Lawan politik Jokowi tahu banget mengenai hal ini. Mereka
melihat Jokowi begitu agresif membangun pelabuhan, bandara, jalan tol, waduk,
rel KA, pembangkit listrik, kilang minyak dll. Jika publik awam sampai tahu
betapa luar biasanya efek dari semua progres pembangunan fisik itu, mereka
takut Jokowi mendapat penilaian positif. Mereka takut pamor Jokowi melambung
tinggi, mereka takut tingkat kepuasan publik terhadap kinerja Jokowi sangat
bagus, sehingga popularitas serta elektabilitasnya meningkat.

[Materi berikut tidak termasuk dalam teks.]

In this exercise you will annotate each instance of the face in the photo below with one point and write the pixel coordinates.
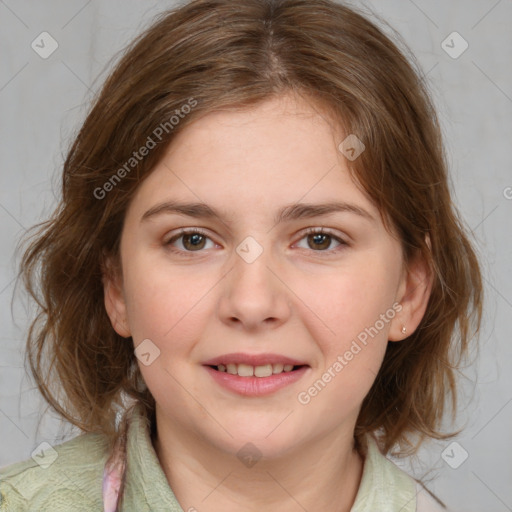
(248, 291)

Untuk itu perlu dicarikan isue guna menutupi serta
menghambat prestasi Jokowi. Itulah sebabnya mereka memperalat gerombolan
radikal supaya terus membikin negeri ini selalu hiruk pikuk dengan isue
kamtibmas. Tak boleh ada jeda sedikitpun. Aksi demo serta terorisme akan
membuat masyarakat ketakutan dan terancam. Energi publik habis terbuang untuk
membahas teror dan sejenisnya. Mereka lupa melihat prestasi Jokowi.
Isue PKI adalah satu satunya isue ampuh yang tersisa untuk
menggoyang Jokowi di Pilpres 2019 nanti, karena isue lain mudah dipatahkan.
Jangan heran jika yang bikin ribut jelas jelas mengibarkan bendera hitam
sebagai identitasnya, tapi yang jadi kambing hitam adalah PKI. Jangan heran
jika pelaku aksi terorisme berteriak 'thagut' yang jelas jelas bahasanya kaum radikal,
yang dituding tetap saja PKI.
Publik dianggap bodoh. Yang lagi berenang di kolam jelas
jelas seekor bebek, tapi mereka kompak menyebut itu adalah ayam. Modalnya cuma
publikasi dan propaganda secara masif kalau perlu hoax, berharap orang lain
merasa matanya rabun dan ragu bahwa yang dilihat memang seekor ayam.
Grand skenarionya memang mengaburkan prestasi Jokowi dan
menciptakan ancaman psikis tentang PKI dan terorisme di benak publik. Pinternya
mereka, kemasan anti Jokowi ini disajikan dalam sentimen agama, karena mereka
tahu bahwa banyak orang kurang wawasan yang mudah dipengaruhi dengan sentimen
agama. Inilah jurus ampuh untuk merebut kekuasaan dari tangan Jokowi.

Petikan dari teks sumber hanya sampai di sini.